The capital region brings together access by interstate highways, railroads, waterways and airways, said Russell J. Held of the Virginia Port Authority. And the Richmond metropolitan statistical area is home to 22 major distribution sites, Held said. The Port of Richmond Terminal, run by the state port authority, has barge service to Hampton Roads three days a week.
“Let’s look at this asset and make the most of it,” he said.
Held, the Norfolk-based authority’s senior vice president for business development, spoke to about 60 people at the Virginia International Business Council meeting at the Omni Richmond Hotel.
The Virginia Port Authority’s Port of Virginia is an economic engine for the state, creating an estimated 343,000 port and port-related jobs statewide, $41 billion in business revenue, and $1.2 billion in state and local taxes. “Increased port growth results in more jobs and revenues for the commonwealth,” Held said during his presentation.
Vice President Joe Biden touted the benefits of investing in the nation’s infrastructure in a visit to Virginia on Wednesday, highlighting a recent grant to the Port of Virginia that will increase its capacity and lessen traffic burdens.

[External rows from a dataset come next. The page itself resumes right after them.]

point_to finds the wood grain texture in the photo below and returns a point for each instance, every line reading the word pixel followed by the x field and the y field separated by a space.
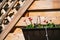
pixel 3 2
pixel 16 18
pixel 45 4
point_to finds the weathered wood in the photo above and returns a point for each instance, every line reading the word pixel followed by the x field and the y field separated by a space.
pixel 3 2
pixel 45 4
pixel 15 19
pixel 4 15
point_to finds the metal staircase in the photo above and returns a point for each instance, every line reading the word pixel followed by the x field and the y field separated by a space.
pixel 10 12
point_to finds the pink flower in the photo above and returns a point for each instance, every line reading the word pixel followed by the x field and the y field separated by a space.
pixel 46 21
pixel 24 20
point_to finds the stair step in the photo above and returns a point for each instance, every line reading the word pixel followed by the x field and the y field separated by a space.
pixel 16 35
pixel 22 23
pixel 45 4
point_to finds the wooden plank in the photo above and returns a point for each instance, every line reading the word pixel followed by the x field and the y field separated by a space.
pixel 16 35
pixel 55 14
pixel 4 15
pixel 45 4
pixel 3 2
pixel 16 18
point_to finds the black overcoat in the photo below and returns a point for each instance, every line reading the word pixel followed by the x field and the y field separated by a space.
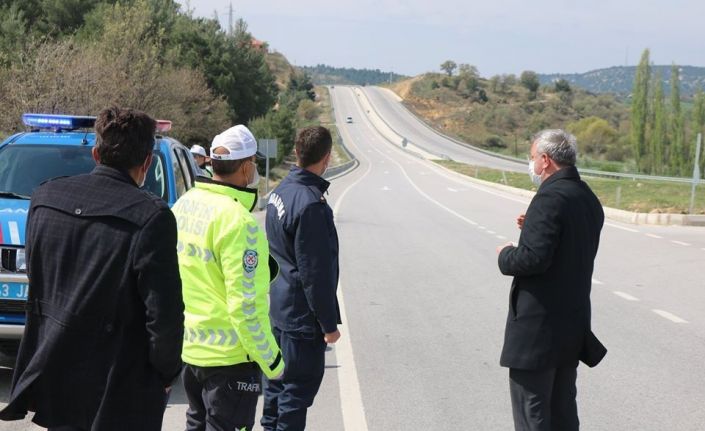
pixel 105 313
pixel 552 265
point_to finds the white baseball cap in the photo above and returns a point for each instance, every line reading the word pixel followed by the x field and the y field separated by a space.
pixel 239 142
pixel 198 150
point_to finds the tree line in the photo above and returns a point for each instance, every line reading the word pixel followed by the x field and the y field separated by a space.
pixel 663 134
pixel 77 56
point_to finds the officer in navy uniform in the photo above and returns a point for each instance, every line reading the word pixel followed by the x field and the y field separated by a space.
pixel 304 307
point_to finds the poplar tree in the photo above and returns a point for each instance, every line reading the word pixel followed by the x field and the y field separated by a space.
pixel 678 157
pixel 640 110
pixel 659 135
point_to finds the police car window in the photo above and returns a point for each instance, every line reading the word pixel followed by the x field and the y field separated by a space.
pixel 156 177
pixel 178 175
pixel 185 167
pixel 24 167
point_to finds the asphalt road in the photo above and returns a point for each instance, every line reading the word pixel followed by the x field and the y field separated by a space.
pixel 425 306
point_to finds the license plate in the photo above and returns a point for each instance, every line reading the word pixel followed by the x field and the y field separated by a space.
pixel 16 291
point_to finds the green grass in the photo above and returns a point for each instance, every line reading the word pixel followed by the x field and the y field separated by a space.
pixel 637 196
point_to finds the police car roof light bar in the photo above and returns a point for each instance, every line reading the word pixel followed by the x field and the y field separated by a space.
pixel 53 121
pixel 163 126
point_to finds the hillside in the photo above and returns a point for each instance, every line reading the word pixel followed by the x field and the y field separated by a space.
pixel 501 115
pixel 328 75
pixel 280 68
pixel 620 79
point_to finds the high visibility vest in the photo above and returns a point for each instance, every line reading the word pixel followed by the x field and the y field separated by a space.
pixel 223 261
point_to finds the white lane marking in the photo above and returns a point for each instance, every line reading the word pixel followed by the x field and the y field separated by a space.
pixel 672 317
pixel 622 228
pixel 350 395
pixel 352 409
pixel 626 296
pixel 14 233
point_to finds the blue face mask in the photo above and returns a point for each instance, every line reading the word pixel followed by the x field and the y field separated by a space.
pixel 535 178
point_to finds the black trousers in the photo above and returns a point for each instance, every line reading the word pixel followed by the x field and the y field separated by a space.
pixel 222 398
pixel 286 401
pixel 544 400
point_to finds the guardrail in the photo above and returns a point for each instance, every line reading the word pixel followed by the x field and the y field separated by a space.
pixel 587 172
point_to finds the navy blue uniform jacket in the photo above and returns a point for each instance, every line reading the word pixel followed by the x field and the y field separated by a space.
pixel 303 240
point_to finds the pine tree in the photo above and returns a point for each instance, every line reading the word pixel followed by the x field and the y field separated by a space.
pixel 659 135
pixel 640 105
pixel 678 157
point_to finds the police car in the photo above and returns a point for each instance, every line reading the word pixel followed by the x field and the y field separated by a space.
pixel 60 145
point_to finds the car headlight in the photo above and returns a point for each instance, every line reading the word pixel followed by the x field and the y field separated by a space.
pixel 20 262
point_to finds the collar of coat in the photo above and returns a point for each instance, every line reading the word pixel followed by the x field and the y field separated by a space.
pixel 246 196
pixel 302 176
pixel 116 174
pixel 567 173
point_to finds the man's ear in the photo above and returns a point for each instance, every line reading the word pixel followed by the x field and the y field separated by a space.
pixel 148 162
pixel 96 156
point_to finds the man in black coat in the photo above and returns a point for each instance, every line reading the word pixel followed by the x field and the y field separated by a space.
pixel 304 307
pixel 548 327
pixel 104 331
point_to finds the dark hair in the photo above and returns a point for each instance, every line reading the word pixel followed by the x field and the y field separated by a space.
pixel 312 145
pixel 124 137
pixel 227 167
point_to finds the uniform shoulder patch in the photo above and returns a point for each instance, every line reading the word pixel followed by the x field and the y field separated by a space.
pixel 250 260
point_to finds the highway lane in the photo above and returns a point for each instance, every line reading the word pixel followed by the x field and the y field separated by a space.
pixel 425 306
pixel 440 231
pixel 399 118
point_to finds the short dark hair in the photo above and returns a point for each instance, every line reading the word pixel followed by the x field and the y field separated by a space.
pixel 312 145
pixel 227 167
pixel 124 137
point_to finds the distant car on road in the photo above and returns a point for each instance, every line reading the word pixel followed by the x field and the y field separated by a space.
pixel 56 146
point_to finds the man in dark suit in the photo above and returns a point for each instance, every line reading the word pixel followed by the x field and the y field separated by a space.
pixel 548 327
pixel 104 331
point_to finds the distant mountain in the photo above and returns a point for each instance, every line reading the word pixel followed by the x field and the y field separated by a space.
pixel 326 75
pixel 620 79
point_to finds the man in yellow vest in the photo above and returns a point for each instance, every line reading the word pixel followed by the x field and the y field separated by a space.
pixel 223 260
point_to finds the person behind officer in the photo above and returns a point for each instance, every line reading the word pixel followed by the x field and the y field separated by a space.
pixel 104 330
pixel 304 307
pixel 199 155
pixel 548 327
pixel 224 258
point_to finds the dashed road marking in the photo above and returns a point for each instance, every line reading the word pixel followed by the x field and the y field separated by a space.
pixel 672 317
pixel 628 229
pixel 626 296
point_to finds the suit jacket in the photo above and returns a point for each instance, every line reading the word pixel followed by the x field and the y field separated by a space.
pixel 549 306
pixel 105 315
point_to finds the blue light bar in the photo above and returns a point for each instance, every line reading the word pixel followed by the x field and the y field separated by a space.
pixel 51 121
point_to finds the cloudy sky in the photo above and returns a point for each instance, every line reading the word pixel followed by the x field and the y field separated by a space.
pixel 497 36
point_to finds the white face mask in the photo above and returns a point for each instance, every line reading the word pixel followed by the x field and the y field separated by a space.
pixel 255 178
pixel 535 178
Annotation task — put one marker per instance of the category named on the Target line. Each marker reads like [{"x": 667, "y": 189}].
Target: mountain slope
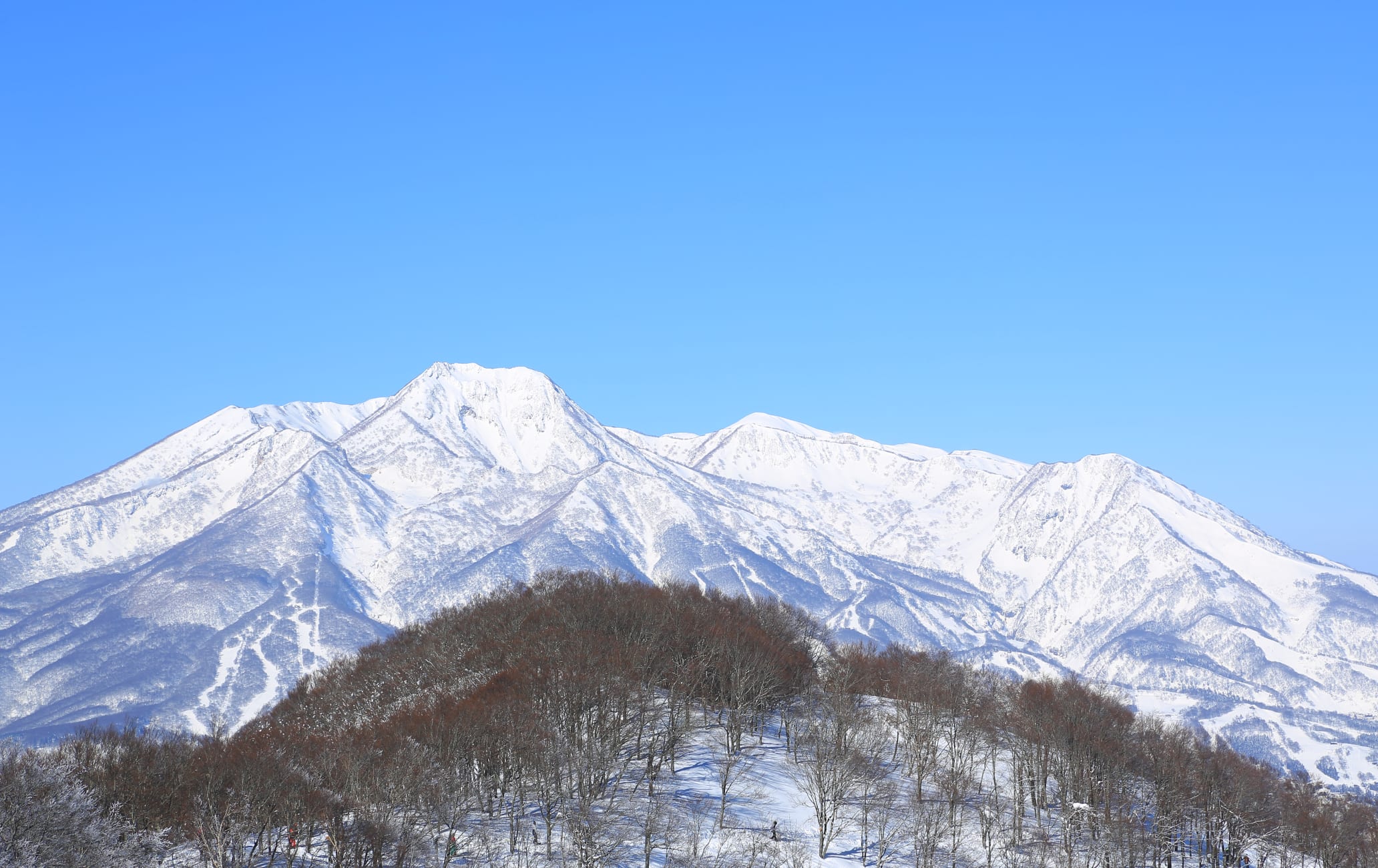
[{"x": 199, "y": 579}]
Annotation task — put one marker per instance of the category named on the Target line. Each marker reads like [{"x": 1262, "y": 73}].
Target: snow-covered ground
[{"x": 198, "y": 580}]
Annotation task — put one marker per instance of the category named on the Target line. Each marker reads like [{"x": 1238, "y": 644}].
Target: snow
[{"x": 470, "y": 477}]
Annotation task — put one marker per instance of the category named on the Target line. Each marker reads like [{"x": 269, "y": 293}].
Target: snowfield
[{"x": 198, "y": 580}]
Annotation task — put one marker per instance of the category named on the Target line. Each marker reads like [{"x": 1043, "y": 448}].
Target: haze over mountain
[{"x": 199, "y": 579}]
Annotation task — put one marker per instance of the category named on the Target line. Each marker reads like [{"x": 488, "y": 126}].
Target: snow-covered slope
[{"x": 199, "y": 579}]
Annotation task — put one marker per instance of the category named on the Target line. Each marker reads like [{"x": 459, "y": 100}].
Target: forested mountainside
[
  {"x": 196, "y": 582},
  {"x": 589, "y": 720}
]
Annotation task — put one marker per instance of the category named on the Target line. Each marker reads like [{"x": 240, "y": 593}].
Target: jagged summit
[{"x": 200, "y": 578}]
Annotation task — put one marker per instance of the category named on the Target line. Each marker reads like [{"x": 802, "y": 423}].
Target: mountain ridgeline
[
  {"x": 195, "y": 583},
  {"x": 593, "y": 721}
]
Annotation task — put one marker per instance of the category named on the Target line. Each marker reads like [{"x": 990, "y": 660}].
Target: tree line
[{"x": 547, "y": 724}]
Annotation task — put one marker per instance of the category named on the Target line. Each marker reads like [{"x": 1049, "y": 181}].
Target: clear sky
[{"x": 1044, "y": 230}]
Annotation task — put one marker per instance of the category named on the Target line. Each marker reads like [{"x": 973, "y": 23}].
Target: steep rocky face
[{"x": 199, "y": 579}]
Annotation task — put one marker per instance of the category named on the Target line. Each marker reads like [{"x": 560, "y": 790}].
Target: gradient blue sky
[{"x": 1040, "y": 230}]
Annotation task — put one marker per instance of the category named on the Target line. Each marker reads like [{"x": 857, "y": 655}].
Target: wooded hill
[{"x": 549, "y": 724}]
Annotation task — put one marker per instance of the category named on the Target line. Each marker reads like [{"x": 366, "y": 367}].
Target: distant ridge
[{"x": 196, "y": 580}]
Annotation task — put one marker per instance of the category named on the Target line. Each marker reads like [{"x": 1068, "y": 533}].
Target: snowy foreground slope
[{"x": 199, "y": 579}]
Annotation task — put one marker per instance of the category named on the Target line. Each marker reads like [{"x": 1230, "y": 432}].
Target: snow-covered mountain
[{"x": 199, "y": 579}]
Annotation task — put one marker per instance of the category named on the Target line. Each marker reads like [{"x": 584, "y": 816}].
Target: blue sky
[{"x": 1040, "y": 232}]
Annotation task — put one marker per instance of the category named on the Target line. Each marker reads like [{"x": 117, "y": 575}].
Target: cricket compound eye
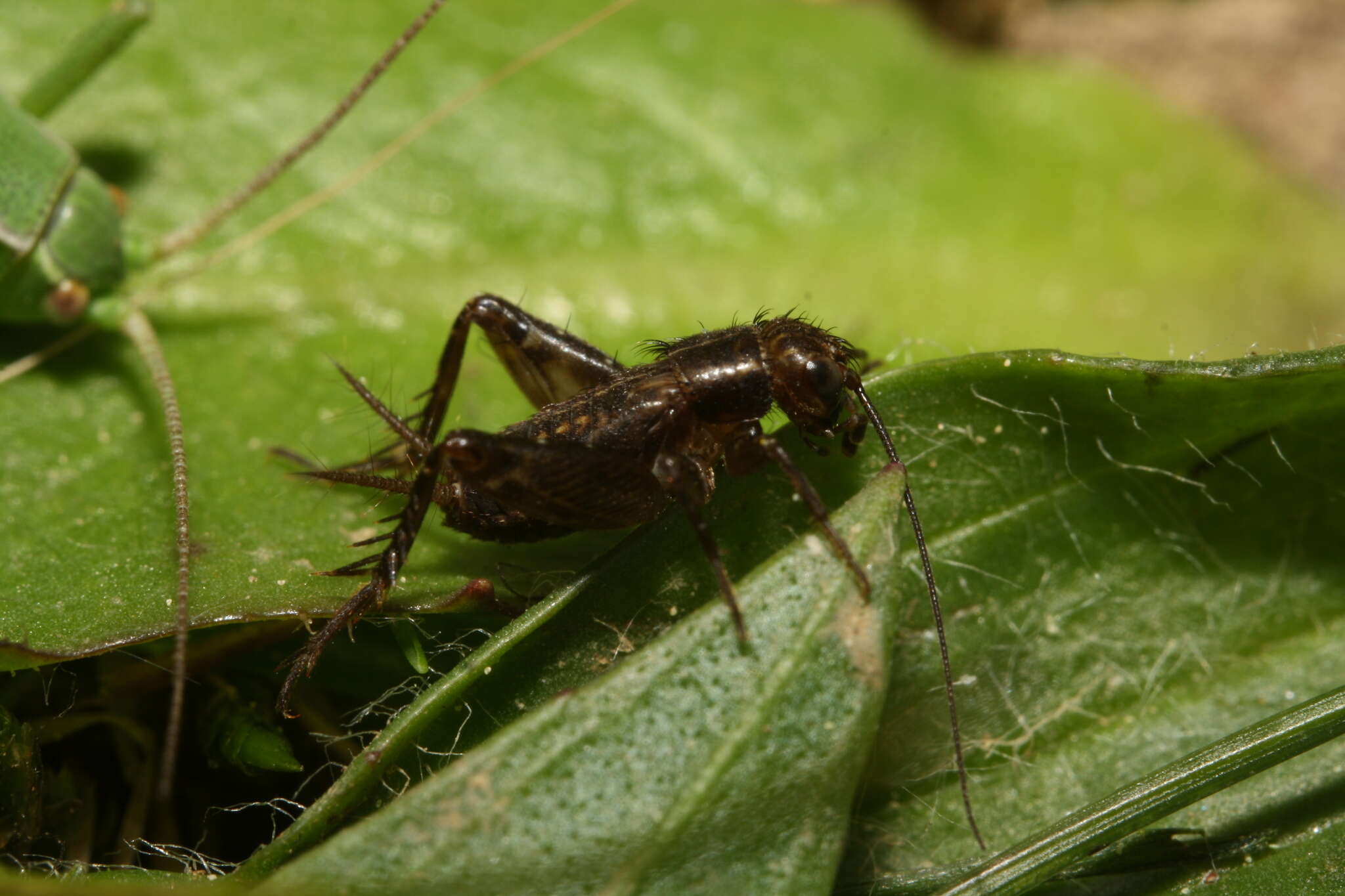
[
  {"x": 827, "y": 381},
  {"x": 464, "y": 453}
]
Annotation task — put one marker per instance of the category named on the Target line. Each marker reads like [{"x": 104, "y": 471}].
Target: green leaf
[
  {"x": 662, "y": 142},
  {"x": 698, "y": 766}
]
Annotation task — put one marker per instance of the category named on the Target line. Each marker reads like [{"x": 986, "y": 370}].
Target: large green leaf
[
  {"x": 689, "y": 163},
  {"x": 1180, "y": 484},
  {"x": 681, "y": 164}
]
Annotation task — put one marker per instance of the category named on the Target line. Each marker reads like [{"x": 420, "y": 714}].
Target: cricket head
[{"x": 814, "y": 378}]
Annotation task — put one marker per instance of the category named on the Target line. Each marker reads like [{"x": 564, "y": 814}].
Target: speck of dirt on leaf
[{"x": 861, "y": 631}]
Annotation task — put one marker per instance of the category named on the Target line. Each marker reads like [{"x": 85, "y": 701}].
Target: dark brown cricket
[{"x": 612, "y": 446}]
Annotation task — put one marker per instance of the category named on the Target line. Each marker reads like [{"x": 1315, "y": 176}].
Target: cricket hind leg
[{"x": 545, "y": 362}]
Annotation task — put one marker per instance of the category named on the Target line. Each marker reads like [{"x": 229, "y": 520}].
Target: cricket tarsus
[{"x": 612, "y": 446}]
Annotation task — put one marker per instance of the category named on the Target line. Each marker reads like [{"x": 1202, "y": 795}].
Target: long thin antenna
[
  {"x": 142, "y": 333},
  {"x": 185, "y": 237},
  {"x": 412, "y": 135},
  {"x": 934, "y": 603}
]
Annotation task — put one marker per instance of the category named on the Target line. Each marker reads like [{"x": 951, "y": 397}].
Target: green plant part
[
  {"x": 62, "y": 255},
  {"x": 61, "y": 241}
]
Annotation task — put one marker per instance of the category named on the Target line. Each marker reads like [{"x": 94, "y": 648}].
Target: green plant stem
[{"x": 1192, "y": 778}]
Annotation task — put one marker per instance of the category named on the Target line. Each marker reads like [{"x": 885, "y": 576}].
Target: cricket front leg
[
  {"x": 384, "y": 568},
  {"x": 690, "y": 484}
]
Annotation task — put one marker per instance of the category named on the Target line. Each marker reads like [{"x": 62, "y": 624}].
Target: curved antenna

The port has received a $16 million U.S. Department of Transportation grant that will connect Norfolk International Terminals to Interstate 564. The goal is to help move cargo faster and alleviate traffic congestion near the world’s largest naval base, which is next door to Norfolk International Terminals.
The grant will be matched by $16 million from the Virginia Port Authority. Once complete, officials say the project will increase terminal capacity by 1.2 million container units.
The Port of Virginia set a new record for container volume in the fiscal year that ended June 30, Held said. It handled more than 2.3 million containers, an increase of 6.5 percent over the previous fiscal year.
The port’s fiscal 2014 container volume eclipsed its previous record by 140,476 containers, he said, and it has set monthly records for volume handled in six of the past 13 months.
The Virginia Port Authority lost $120 million over the past five years, said Gov. Terry McAuliffe, who replaced five members of the authority’s board in April to try to improve the authority’s fiscal management and return it to profitability.
While not out of the financial woods yet, the Virginia Port Authority has posted an operating profit in five of the past eight months, Held said.
Virginia’s Hampton Roads is the third-largest East Coast port behind New York and Savannah, Ga., and ahead of Charleston, S.C., Baltimore and Wilmington, N.C.
The Port of Virginia — and the state’s economy — should be able to benefit from the expansion of the Panama Canal, due to go into operation at the end of 2015. Now limited to 5,000-container vessels, the Panama Canal will be able to handle ships carrying 13,000 containers when the expansion goes into service.
At 50 feet, Hampton Roads has the deepest shipping channels on the East Coast, capable of accommodating vessels carrying 10,000-plus containers. And the port is within a day’s drive of two-thirds of the U.S. population.
Biden spoke with port officials at Norfolk International Terminals about their top priorities before addressing those involved in the maritime industry at Nauticus Maritime Museum in downtown Norfolk.
“What most people don’t realize is that our economic maritime power is just as important to our economic security as our military maritime power is essential to our security. And again, that’s not hyperbole,” Biden said. “It is the single most important part of the economic chain that allows us to prosper. Shipping is the lifeline of our economic being.”
Biden noted that ports help create jobs far beyond the shore because manufacturers need to be able to get their products to other markets. He said the Port of Virginia is directly responsible for creating more than 343,000 jobs in Virginia.